The current study demonstrated robust changes in brain activity, as observed via fMRI, in parallel with changes in pain-related behaviors in the macaque, a species that is phylogenetically close to humans. Oxaliplatin treatment induced a robust hypersensitivity to cold, as indicated by decreased withdrawal latency to cold stimulation, and a concurrent increase in SII/Ins activity. Systemic treatment with an antinociceptive dose of duloxetine reduced SII/Ins activity to levels observed in normal, untreated macaques. Indirect support for SII/Ins involvement in the current model is a marked antinociceptive effect following microinjection of an analog of an inhibitory neurotransmitter, muscimol, into the SII/Ins.
A potential confound of the current study was the use of propofol to anesthetize the macaques during fMRI scans. Propofol was used during fMRI scanning to prevent motion artifacts, which could confound detection of brain activation. A previous fMRI experiment in rats that were sedated with propofol showed that the increases in blood oxygenation level-dependent (BOLD) signal intensity during somatosensory stimulation was partially dampened relative to that observed during the awake state. Nonetheless, a robust signal was still present with propofol anesthesia21. In another fMRI study that utilized rats under propofol anesthesia, reliable changes were detected in signal intensity in the somatosensory cortex during median nerve stimulation22. Furthermore, propofol sedation has little effect on cortical somatosensory evoked potentials in humans23, 24. Together with the fact that the analgesic effect of propofol is extremely weak25, 26, propofol sedation is appropriate for detecting pain-related activation patterns in the brain. Indeed, the present fMRI study demonstrated significantly increased brain activity associated with oxaliplatin-induced neuropathic cold hypersensitivity—activation in the SII/Ins—and this activation is consistent with clinical brain imaging studies, wherein activation of SII/Ins is associated with allodynia and cutaneous hypersensitivity in chronic neuropathic pain patients27,28,29,30.

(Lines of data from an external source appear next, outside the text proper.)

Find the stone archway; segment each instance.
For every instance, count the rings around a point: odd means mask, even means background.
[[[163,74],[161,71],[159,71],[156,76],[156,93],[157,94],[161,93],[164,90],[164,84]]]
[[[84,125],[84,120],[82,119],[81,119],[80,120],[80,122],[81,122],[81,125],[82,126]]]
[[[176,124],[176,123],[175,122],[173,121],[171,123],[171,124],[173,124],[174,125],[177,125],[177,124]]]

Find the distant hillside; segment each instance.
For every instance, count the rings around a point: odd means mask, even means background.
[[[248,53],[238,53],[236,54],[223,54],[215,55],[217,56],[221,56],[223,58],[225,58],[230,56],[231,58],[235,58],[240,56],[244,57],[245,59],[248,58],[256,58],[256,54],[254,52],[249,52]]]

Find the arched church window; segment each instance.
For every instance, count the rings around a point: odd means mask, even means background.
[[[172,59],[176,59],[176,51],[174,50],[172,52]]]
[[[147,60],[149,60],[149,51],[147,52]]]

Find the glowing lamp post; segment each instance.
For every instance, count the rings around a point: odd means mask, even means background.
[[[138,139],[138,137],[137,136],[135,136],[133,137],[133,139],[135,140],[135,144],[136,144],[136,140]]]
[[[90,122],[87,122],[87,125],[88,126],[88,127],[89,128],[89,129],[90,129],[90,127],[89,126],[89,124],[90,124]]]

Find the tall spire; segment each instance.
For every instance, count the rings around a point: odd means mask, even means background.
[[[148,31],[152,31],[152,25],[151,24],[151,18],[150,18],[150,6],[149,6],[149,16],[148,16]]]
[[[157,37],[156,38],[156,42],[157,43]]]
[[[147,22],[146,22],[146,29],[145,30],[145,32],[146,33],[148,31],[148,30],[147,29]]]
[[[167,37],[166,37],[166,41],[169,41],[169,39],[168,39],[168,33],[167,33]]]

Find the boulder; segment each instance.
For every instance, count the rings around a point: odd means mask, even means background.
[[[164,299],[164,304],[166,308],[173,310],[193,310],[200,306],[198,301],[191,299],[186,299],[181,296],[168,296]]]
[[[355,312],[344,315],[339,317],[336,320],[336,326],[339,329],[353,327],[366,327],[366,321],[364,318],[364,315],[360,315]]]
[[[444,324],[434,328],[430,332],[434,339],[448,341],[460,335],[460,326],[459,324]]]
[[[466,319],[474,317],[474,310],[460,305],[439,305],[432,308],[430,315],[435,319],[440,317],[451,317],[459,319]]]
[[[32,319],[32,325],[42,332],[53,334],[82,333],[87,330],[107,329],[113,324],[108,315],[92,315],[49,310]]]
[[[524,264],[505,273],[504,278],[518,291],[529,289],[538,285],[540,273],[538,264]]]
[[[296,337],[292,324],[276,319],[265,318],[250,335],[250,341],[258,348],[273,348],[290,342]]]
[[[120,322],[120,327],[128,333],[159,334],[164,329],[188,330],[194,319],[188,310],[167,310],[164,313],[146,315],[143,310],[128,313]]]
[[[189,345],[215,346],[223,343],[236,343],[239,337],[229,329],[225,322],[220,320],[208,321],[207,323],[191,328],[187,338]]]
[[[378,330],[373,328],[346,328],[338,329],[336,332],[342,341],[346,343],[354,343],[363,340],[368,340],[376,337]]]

One other limitation that should be pointed out is that the number of macaques used in the present fMRI study was small compared to those used in most human fMRI studies, and a fixed-effect model was used for group analysis of data from two to four macaques. Such a model was also used in previous macaque fMRI studies wherein the number of macaques was kept low for practical considerations31,32,33. Nonetheless, the current analysis found increased activation in SII/Ins after oxaliplatin infusion within each macaque. Moreover, increased withdrawal latencies in oxaliplatin-treated macaques following microinjection of muscimol into SII/Ins reinforces the notion that SII/Ins activation is in part responsible for cold hypersensitivity.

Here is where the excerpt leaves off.